Case Presentation: 42-year-old female with lung adenocarcinoma (with metastases to T-spine s/p corpectomy and XRT to T-spine and lung) presented with four weeks of constant pressure-like headaches and oral intolerance due to nausea and vomiting. She denied fevers, chills, night sweats or hemoptysis. Home medication included osimertinib for her lung cancer. She had no significant family history and denied substance use.Patient was afebrile with stable vitals and unremarkable CBC and CMP. Lumbar puncture (LP) showed elevated lymphocytes/monocytes with decreased glucose, elevated opening pressure, and negative cytology. She was started on empiric antibiotics and dexamethasone. Three repeat LPs showed a similar profile with negative TTF-1. MRI brain showed hyperintense signal without evidence of metastasis. She was then started on HRZE therapy for empiric TB treatment and continued on dexamethasone. Given improvement on steroids and HRZE therapy (communicable TB ruled out), she was discharged on steroid taper and HRZE therapy. Shortly after discharge, Coccidioides IgM (immunodiffusion) returned positive, so she was also started on fluconazole.One month later, she presented with two weeks of nausea and vomiting and occipital headache and neck pain, again without fevers or chills. Repeat LP now showed abnormal TTF1+ cells compatible with malignancy. Repeat MRI Brain showed multifocal leptomeningeal metastases and intraparenchymal enhancing lesions. PET showed hypermetabolic cervical lymph nodes and osseous lesions, consolidation within the right lung, and leptomeningeal and intraparenchymal brain metastases. Fluconazole was discontinued given negative serum and CSF cocci antibody complement fixation (comp fix). HRZE therapy was discontinued, and patient was started on two weeks of WBRT and switched from osimertinib to carboplatin/pemetrexed.Unfortunately, 6 months later patient presented with concern for cord compression from progression of disease, shortness of breath from significant pleural effusion, and progressive dysphagia. Given worsening clinical status and complications from advanced lung adenocarcinoma with poor prognostication despite treatment, patient ultimately pursued SNF hospice.

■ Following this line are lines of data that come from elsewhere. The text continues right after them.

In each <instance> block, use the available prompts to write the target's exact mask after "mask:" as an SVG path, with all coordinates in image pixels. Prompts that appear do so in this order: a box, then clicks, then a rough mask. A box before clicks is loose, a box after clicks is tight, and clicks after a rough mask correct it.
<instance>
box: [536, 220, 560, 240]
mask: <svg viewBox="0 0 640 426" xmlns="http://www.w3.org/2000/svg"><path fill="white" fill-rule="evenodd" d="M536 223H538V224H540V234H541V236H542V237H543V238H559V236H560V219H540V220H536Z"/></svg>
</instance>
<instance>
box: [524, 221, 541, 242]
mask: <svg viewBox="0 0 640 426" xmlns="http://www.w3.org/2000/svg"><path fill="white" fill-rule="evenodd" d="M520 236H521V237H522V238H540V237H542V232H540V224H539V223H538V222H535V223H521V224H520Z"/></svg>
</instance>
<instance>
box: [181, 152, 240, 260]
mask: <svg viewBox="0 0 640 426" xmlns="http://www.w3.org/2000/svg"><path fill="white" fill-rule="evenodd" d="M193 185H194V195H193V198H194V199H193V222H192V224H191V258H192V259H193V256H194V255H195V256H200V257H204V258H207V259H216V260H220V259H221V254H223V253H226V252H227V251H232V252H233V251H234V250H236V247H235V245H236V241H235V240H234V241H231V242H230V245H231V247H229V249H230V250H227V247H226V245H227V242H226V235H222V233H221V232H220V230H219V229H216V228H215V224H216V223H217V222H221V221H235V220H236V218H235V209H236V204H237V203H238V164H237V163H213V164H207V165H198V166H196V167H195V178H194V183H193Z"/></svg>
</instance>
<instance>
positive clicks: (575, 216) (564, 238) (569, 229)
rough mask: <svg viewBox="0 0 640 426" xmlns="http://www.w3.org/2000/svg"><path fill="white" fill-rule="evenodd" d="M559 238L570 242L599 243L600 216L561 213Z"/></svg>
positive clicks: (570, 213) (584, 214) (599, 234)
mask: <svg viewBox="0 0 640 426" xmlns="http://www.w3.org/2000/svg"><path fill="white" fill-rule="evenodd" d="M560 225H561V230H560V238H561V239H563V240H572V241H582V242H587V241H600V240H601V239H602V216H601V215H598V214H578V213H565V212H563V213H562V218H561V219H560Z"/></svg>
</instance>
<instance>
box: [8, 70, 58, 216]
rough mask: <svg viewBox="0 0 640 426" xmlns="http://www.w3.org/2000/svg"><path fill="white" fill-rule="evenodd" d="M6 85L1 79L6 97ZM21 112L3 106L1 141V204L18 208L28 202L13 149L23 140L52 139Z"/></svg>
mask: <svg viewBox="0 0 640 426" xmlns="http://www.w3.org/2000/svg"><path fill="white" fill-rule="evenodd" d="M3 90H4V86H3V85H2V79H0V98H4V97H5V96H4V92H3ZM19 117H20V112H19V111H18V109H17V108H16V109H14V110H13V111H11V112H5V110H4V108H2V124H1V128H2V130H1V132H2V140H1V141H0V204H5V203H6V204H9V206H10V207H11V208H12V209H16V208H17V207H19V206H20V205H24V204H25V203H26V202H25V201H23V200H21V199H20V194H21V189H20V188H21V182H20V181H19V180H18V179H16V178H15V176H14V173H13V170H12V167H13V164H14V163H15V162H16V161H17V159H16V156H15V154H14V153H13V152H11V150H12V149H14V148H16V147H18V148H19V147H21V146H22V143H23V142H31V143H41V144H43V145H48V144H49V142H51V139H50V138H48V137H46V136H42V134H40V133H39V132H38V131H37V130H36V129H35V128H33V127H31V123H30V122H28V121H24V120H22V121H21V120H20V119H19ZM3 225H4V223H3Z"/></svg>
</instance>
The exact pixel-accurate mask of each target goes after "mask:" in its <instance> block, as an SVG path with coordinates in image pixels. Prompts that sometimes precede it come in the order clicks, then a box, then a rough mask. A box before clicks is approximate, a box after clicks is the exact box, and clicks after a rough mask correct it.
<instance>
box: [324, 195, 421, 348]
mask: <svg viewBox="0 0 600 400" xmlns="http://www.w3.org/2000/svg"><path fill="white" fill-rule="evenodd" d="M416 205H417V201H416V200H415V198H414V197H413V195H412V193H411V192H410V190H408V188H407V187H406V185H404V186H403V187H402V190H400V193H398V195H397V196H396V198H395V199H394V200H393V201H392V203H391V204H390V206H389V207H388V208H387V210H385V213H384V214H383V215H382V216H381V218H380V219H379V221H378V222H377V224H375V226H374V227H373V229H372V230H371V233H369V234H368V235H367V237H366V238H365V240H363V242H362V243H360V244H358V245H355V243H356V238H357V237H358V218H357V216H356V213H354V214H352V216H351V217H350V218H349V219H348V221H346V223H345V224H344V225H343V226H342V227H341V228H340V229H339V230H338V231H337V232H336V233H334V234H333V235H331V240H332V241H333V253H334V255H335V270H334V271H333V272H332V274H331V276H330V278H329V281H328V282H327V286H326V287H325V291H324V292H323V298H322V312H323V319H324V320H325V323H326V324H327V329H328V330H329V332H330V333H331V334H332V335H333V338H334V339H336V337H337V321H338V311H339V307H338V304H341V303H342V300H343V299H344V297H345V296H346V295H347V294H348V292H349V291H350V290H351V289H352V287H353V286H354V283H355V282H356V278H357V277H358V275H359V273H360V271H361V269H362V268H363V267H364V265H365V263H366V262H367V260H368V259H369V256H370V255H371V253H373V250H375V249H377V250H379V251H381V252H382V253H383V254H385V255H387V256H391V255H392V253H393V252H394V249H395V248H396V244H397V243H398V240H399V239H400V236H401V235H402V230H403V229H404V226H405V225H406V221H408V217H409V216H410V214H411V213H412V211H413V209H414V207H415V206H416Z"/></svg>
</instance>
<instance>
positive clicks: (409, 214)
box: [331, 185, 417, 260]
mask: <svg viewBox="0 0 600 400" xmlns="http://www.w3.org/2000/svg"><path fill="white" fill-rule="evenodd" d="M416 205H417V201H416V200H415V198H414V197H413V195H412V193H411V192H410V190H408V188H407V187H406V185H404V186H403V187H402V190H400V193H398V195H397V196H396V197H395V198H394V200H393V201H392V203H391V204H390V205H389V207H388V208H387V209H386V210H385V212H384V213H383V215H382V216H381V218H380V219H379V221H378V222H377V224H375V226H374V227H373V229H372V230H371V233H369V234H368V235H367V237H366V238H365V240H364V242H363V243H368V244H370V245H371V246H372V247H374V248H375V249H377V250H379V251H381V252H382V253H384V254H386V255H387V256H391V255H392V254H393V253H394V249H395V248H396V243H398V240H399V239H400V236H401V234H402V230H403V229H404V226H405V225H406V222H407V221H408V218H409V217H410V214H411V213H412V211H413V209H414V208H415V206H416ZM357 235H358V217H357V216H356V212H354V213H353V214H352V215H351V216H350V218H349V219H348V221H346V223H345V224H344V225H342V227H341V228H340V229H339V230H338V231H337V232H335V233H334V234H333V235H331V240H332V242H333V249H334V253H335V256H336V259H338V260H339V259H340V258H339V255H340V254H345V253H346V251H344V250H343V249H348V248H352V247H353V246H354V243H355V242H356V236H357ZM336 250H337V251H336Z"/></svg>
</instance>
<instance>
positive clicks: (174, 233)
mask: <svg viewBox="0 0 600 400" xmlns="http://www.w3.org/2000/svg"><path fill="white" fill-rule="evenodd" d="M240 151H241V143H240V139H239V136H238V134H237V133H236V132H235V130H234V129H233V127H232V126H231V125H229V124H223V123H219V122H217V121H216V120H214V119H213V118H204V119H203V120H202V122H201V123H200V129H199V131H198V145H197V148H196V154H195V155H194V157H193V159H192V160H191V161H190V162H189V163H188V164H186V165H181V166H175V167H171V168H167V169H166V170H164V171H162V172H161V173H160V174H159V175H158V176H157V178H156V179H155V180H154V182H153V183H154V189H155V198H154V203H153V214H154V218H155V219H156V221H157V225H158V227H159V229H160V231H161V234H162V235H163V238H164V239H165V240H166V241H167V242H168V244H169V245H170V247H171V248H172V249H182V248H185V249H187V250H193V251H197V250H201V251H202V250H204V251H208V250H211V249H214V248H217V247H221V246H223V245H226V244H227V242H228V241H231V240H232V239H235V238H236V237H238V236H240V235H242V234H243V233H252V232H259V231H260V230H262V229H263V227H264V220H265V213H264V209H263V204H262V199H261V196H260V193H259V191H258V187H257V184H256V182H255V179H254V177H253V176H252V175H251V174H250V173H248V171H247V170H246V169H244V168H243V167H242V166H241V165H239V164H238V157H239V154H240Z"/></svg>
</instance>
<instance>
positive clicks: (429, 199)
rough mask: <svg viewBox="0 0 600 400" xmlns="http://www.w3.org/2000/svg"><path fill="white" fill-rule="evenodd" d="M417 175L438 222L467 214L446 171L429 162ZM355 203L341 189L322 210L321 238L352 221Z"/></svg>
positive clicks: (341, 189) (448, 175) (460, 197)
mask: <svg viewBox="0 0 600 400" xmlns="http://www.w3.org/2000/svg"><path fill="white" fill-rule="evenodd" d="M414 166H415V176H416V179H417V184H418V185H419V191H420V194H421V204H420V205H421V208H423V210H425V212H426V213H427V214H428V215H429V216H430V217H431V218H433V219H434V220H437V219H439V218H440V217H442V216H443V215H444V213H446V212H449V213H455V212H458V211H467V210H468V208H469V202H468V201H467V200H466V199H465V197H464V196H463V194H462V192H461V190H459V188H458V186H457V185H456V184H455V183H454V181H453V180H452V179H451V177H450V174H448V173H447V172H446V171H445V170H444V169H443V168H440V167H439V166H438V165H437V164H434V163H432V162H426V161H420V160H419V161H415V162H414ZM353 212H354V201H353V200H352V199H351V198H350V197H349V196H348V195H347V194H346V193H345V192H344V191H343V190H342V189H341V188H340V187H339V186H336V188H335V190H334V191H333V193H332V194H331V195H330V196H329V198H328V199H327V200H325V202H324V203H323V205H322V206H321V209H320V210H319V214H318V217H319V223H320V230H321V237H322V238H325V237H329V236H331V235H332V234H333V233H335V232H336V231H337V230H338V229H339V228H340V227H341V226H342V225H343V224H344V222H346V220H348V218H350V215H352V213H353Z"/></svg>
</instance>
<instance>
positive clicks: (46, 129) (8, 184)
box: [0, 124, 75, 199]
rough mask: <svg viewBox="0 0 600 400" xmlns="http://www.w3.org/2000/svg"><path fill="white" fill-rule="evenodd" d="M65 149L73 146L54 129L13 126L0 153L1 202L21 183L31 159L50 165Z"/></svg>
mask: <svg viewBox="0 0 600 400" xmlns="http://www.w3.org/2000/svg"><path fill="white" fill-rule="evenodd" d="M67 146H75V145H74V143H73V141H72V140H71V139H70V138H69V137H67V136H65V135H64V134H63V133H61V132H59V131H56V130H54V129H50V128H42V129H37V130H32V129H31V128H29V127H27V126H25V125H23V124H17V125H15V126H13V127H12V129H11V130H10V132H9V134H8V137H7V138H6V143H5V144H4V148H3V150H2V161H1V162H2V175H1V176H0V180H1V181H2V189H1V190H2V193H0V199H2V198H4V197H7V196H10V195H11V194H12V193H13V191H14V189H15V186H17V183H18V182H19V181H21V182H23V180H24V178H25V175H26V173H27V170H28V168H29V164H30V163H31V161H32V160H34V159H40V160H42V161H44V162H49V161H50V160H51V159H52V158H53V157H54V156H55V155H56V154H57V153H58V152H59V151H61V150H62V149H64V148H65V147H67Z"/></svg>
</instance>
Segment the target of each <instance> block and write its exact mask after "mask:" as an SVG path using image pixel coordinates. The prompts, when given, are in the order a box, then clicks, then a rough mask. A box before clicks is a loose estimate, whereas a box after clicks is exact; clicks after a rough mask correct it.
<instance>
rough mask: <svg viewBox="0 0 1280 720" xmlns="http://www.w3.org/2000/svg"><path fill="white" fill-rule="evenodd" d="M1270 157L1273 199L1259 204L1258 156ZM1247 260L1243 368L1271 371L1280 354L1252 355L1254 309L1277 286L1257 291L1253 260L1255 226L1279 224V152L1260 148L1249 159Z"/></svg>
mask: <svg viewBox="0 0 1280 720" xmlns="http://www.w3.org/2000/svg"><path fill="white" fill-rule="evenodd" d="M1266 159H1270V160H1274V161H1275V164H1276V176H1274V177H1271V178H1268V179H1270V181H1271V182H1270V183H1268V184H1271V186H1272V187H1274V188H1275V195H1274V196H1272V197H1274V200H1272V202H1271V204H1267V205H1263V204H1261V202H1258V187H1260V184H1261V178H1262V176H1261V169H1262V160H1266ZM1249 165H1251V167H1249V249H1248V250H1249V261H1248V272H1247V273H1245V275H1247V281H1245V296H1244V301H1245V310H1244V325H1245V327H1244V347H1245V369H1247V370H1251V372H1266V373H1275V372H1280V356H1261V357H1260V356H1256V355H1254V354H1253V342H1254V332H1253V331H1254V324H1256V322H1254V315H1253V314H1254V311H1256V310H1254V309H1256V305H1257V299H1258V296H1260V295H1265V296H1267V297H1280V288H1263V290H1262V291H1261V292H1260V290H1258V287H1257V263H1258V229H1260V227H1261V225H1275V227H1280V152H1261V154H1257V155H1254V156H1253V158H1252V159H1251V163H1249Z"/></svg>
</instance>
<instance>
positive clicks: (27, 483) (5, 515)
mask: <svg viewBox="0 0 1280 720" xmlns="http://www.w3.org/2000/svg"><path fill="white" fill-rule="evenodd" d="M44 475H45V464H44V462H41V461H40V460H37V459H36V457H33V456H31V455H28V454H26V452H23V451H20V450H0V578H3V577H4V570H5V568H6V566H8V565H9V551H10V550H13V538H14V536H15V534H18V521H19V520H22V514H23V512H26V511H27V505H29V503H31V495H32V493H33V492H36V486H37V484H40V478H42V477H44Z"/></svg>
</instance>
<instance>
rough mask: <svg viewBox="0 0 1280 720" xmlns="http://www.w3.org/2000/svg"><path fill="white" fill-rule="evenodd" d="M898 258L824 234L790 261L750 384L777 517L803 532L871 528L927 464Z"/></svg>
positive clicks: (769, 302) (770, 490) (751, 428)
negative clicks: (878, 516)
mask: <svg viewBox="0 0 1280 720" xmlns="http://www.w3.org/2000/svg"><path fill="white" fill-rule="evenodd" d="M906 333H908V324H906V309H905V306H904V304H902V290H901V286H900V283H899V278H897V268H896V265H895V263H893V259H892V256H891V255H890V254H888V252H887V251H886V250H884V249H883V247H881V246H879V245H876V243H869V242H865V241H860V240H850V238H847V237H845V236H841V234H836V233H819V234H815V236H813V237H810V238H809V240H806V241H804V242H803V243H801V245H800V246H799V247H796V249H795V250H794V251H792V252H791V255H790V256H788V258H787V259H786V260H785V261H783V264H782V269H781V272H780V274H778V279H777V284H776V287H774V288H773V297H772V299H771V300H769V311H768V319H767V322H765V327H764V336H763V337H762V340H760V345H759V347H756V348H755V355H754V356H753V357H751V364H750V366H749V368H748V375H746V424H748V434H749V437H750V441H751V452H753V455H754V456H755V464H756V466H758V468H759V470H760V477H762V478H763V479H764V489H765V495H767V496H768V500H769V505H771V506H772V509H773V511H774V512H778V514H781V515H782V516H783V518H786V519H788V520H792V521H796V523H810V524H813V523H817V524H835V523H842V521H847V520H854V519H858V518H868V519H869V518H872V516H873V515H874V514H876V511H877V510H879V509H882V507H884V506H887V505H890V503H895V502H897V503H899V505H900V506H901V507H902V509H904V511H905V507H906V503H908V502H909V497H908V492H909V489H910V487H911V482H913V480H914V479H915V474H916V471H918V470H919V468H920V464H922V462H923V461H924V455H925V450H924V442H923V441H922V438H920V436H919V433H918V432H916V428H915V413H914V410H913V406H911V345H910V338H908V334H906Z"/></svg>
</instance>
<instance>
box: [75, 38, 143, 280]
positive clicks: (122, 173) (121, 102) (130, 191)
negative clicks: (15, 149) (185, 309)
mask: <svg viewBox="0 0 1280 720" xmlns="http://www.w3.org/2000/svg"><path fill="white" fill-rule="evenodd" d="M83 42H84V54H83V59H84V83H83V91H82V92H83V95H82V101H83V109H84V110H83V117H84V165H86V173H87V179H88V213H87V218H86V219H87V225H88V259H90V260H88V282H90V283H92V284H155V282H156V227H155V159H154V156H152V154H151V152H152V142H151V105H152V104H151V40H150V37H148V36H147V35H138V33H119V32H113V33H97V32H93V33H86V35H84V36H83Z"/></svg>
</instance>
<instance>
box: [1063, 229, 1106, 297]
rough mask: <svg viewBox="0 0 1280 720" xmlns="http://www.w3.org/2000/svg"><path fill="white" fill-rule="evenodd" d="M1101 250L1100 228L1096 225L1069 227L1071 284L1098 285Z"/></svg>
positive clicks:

Discussion: Carcinomatous meningitis (or leptomeningeal metastases) is characterized by persistent mild lymphocytic pleocytosis, elevated protein, hypoglycorrhachia, and elevated opening pressure, all present in this patient’s CSF studies. TB and Coccidioides meningitis typically cause CSF counts in the hundreds to low thousands and can result in an extremely high protein count, neither of which were present in the patient. Furthermore, a positive serum cocci IgM is not specific and is known to have false positives; the serum and CSF cocci antibody comp fix are both more specific, and it is unusual to have cocci meningitis with a negative comp fix. Having an earlier suspicion of carcinomatous meningitis during the first inpatient hospitalization may have led to earlier treatment for the metastases, though unfortunately carcinomatous meningitis already has a poor prognosis, with a median survival time of 2-4 months despite treatment.
Conclusions: Even if initial repeat LP cytologies do not reveal malignancy, the constellation of lymphocytic pleocytosis, elevated protein, hypoglycorrhachia, and elevated opening pressure on LPs should raise suspicion for carcinomatous meningitis, especially in the background of any prior oncologic history.